CAPE TOWN, South Africa - Any appearance by Ivanhoe Mining's (IVN) Robert Friedland is considered an actionable event. So when he asked to speak at Mining Indaba in Cape Town, it caught a lot of attention, especially because the topic was "Ivanplats - Developing World Class Mining Assets in Africa."
As it turned out, all he would say about Ivanplats was that it was holding onto a "tier 1" discovery in the Northern Limb of South Africa's Bushveld Complex.

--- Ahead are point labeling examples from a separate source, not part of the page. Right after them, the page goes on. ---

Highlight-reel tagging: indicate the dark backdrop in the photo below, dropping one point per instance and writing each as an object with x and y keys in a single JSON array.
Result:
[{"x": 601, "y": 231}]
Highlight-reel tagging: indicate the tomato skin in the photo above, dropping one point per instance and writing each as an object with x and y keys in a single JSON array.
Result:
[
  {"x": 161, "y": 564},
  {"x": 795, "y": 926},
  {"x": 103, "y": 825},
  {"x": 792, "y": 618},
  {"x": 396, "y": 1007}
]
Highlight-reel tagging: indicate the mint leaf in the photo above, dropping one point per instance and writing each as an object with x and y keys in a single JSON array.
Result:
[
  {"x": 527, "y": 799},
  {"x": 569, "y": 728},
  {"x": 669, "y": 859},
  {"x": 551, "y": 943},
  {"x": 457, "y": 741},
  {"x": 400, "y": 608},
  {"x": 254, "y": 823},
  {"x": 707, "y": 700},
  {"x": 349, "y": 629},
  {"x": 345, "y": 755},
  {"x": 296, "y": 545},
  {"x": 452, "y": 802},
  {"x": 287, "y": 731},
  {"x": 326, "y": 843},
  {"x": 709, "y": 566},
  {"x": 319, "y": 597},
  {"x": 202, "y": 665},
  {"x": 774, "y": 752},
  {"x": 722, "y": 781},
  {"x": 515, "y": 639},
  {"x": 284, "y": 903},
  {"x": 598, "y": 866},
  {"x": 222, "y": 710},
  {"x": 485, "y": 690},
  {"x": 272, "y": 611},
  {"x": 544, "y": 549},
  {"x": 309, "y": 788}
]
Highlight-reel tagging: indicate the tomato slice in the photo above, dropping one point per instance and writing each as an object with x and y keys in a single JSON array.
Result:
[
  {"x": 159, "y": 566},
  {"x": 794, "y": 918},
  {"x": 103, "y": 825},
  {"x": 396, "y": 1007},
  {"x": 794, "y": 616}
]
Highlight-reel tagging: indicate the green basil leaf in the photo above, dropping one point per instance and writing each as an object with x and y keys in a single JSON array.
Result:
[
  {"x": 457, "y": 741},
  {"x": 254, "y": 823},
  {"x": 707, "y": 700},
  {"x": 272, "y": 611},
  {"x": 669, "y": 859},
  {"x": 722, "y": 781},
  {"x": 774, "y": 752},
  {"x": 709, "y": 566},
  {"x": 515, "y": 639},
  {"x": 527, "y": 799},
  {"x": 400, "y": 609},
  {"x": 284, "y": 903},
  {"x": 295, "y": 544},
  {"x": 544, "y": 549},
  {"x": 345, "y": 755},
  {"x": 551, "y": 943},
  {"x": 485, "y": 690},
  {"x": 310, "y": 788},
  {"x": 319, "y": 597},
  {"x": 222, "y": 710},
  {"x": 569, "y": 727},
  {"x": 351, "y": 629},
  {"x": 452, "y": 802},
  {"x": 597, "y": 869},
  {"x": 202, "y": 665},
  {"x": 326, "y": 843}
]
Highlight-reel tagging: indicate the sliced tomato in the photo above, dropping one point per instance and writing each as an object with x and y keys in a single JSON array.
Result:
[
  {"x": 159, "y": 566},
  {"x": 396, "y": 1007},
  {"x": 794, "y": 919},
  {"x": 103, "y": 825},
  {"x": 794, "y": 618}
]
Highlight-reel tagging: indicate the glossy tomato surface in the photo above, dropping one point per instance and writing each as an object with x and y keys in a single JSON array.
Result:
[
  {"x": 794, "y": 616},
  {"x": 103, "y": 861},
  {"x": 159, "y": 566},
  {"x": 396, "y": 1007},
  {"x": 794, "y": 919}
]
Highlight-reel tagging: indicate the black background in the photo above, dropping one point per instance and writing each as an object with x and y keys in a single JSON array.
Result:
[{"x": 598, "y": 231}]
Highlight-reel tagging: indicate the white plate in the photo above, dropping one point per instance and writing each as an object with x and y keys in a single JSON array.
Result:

He could offer no more than to say investors should await imminent announcements about the longed for detail.
Someone in the audience reminded Friedland that this was exactly what he had said four years ago.
Friedland batted back with aplomb saying his companies are "very Chinese in their thinking". "Chinese water torture takes a long time," he quipped before declaring that he was running away from further questions.
Friedland also talked up his operations in Katanga, saying it was the first new copper discovery in the D.R. Congo since 1906. He alluded to a unique ore body saying that there was no cobalt contamination although there was some silver.
Beyond that there was nothing beyond the usual flattery of the host continent as home to the world's greatest mineral endowment. Similar things have been heard from him about Mongolia where the Oyu Tolgoi project is being joint ventured with Rio Tinto.
He said that copper was becoming money again, following in the wake of coal and copper. Friedland suggested that these commodities would become ever more attractive to central banks and sovereign wealth funds as alternatives to debased currencies.
"Nobody can model the demand side of the equation. You don't have to figure it out every year. Increasing urbanization and population growth are a permanent trend."
Friendland recommends that investors stake their money on conductive metals because of that trend.
"Copper suffers some substitution with aluminium, but energy needs conductive metals. Copper is the most conductive metal apart from gold and silver, but they are rather expensive.
"Platinum and palladium are proxies for gold and have a very bright future", concluded Friedland, talking - as ever - to his book.